Who is your favorite Cameroonian athlete, the one you wanted to look like when you were younger?
Samuel Eto’o, so I started with football before playing volleyball. I had the chance to meet him, to talk to him. In Cameroon, he is a God, he has given us so much happiness. He is one of the best players in the history of African football and the world. So even though I have others, Eto’o remains the greatest in my eyes.
When you landed in the United States from Yaoundé, did the shock had been terrible?
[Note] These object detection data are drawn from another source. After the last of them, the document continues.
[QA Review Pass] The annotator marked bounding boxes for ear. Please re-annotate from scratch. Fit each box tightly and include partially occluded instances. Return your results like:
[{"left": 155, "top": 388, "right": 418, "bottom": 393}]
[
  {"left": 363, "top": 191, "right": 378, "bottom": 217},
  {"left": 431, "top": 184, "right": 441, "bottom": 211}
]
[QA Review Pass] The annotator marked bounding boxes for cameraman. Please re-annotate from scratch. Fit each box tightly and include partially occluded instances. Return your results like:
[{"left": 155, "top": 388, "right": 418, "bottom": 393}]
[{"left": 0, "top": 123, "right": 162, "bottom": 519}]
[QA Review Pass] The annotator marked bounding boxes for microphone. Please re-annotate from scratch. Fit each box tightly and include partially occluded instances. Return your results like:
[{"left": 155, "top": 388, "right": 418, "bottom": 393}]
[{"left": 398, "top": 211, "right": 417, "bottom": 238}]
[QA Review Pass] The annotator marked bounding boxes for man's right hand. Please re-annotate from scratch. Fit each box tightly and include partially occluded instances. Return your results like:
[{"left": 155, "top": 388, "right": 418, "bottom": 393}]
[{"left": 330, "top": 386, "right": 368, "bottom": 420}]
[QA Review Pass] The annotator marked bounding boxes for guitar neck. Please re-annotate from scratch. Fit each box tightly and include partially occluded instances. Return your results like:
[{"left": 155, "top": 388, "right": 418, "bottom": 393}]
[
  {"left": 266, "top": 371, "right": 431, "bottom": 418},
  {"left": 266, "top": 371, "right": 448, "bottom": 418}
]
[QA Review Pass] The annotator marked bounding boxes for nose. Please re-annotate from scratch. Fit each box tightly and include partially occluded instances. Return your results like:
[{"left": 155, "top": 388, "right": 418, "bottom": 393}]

When I arrived in the United States, it was not easy. I arrived here when I was 16. I didn’t know how to play basketball very well and all the guys here were stronger than me. But I held on, I showed perseverance, because I always wanted to be the best. I was far from home, far from my family in a country as big as the United States. I’ve worked hard to be where I am today, but it’s not over, I’m hungry for wins and titles here in Philadelphia.
“To play in national selection? We’ll see… “
And victories in the national team under the colours of Cameroon at the Olympic Games or the World Cup, it is possible?
It’s so complicated. They just changed the rules, and I can’t be there right now. When you are Cameroonian, you want to wear the colours of your country, play in the Olympics or a world championship. But it’s hard. I’m here, I can’t help them qualify for the World Championship or the African Cup. I am following the results, I know they have won two of three games in the last few days, they represent the country well. But if I ever get the chance, then we’ll see.
Lately, we have unfortunately talked about Cameroon with slaves in Libya. It must sadden and revolt you to see that in 2017, there are still such things happening on your continent?
Yes, that’s a shame. It must stop quickly. I think it’s up to me, but also to all African players to tackle this kind of stuff. This is serious, very serious. As you said in 2017, this must not happen again.
Interview in Philadelphia by Anthony Ottou.